Last, it has to be completely open. That’s why we selected the universal scene description language that Pixar invented. We dedicated a lot of resources to make it so that it has the ability to be dynamic, so that physics can happen through the USD, so that AI agents can go inside and out, so that these AI agents can come out through AR. We can go into Omniverse using VR, like a wormhole. And finally, Omniverse has to be scalable and in the cloud.
We have created an engine that is photoreal, obeys the laws of physics, rendering physically based materials, supports AI, and has wormholes that can go in and out using open standards. That’s Omniverse. It’s a giant body of work. We have some of the world’s best engineers and scientists working on it. We’ve been working on it for three years. This is going to be one of our most important bodies of work.
Some final thoughts. The computer industry is in the process of being completely reshaped. AI is one of the most powerful forces the computer industry has ever known. Imagine a computer that can write software by itself. What kind of software could it write? Accelerated computing is the path that people have recognized is a wonderful path forward as Moore’s Law in CPUs by itself has come to an end.
In the future, computers are going to continue to be small. PCs will do great. Phones will continue to be better. However, one of the most important areas in computing is going to be data centers. Not only is it big, but the way we program a data center has fundamentally changed.
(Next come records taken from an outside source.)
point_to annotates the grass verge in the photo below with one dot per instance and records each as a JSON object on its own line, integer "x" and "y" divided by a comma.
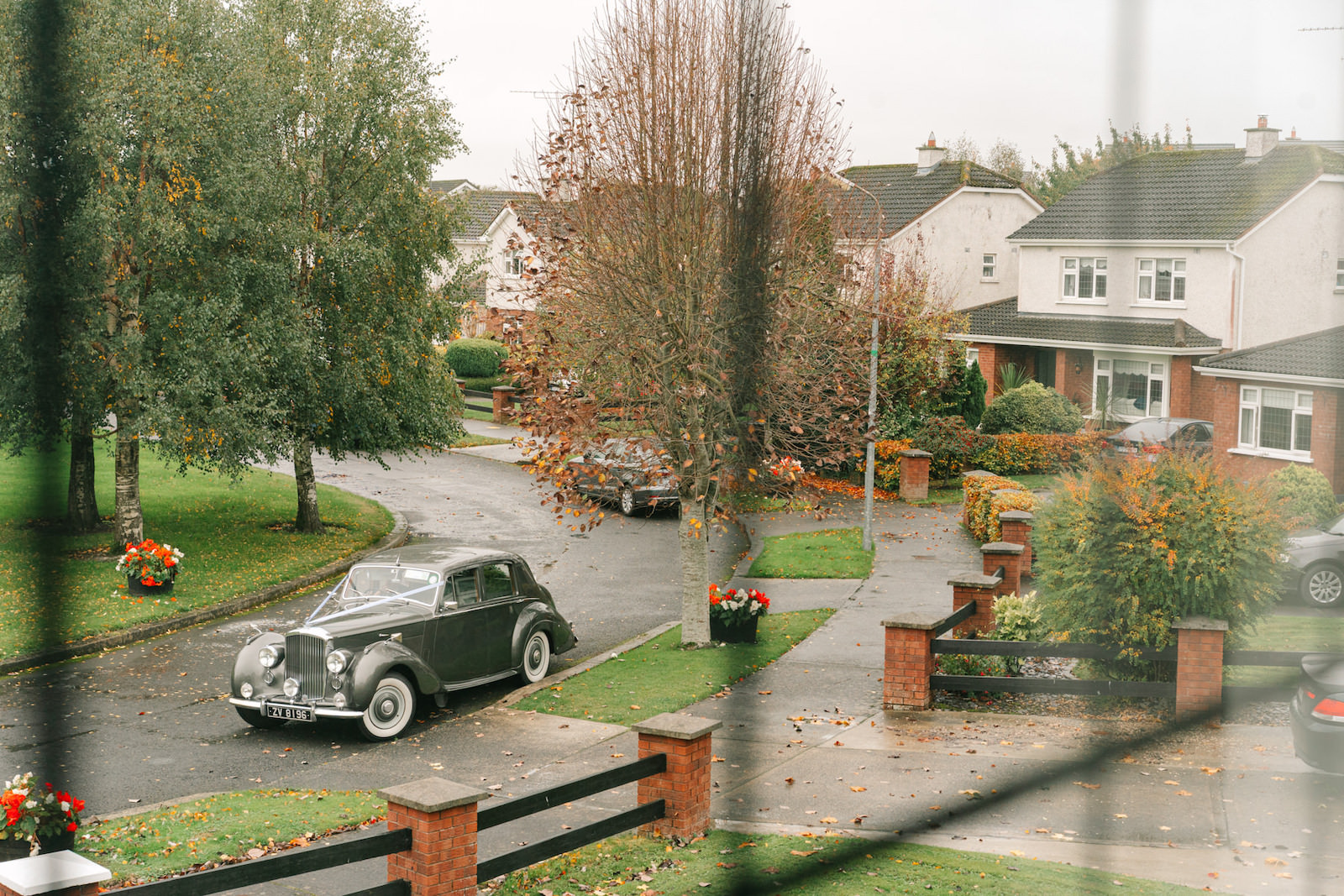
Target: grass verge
{"x": 726, "y": 862}
{"x": 237, "y": 539}
{"x": 659, "y": 676}
{"x": 221, "y": 829}
{"x": 830, "y": 553}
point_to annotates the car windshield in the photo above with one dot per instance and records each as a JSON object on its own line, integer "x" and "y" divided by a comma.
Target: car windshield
{"x": 412, "y": 584}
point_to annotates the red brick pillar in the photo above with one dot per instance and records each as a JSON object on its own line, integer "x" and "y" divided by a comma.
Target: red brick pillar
{"x": 503, "y": 403}
{"x": 914, "y": 474}
{"x": 60, "y": 873}
{"x": 1001, "y": 553}
{"x": 685, "y": 783}
{"x": 1015, "y": 528}
{"x": 1200, "y": 664}
{"x": 907, "y": 661}
{"x": 443, "y": 820}
{"x": 981, "y": 589}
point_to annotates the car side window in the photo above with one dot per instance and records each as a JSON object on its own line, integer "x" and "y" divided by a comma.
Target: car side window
{"x": 463, "y": 584}
{"x": 496, "y": 580}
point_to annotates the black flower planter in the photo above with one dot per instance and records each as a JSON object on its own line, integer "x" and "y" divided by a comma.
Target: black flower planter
{"x": 11, "y": 849}
{"x": 734, "y": 633}
{"x": 136, "y": 586}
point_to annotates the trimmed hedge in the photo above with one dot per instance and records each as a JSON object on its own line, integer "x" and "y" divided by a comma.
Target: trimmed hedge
{"x": 472, "y": 358}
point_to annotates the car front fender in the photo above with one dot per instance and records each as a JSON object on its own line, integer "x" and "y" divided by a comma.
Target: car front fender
{"x": 248, "y": 667}
{"x": 374, "y": 663}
Can you imagine that one engineer could write a piece of software that runs across the entire data center and every computer is busy? And it’s supporting and serving millions of people at the same time. Data center scale computing has arrived, and it’s now the unit of computing. Not just the PC, but the entire data center.
Last, I believe that the confluence, the convergence of cloud native computing, AI, accelerated computing, and now finally the last piece of the puzzle, private 5G or industrial 5G, is going to make it possible for us to put computers everywhere. They’ll be in far-flung places. Broom closets and attics at retail stores. They’ll be everywhere, and they’ll be managed by one pane of glass. That one pane of glass will orchestrate all of these computers while they process data and process AI applications and make the right decisions on the spot.
Several of these dynamics are very important to the future of computing. We’re doing our best to contribute to that.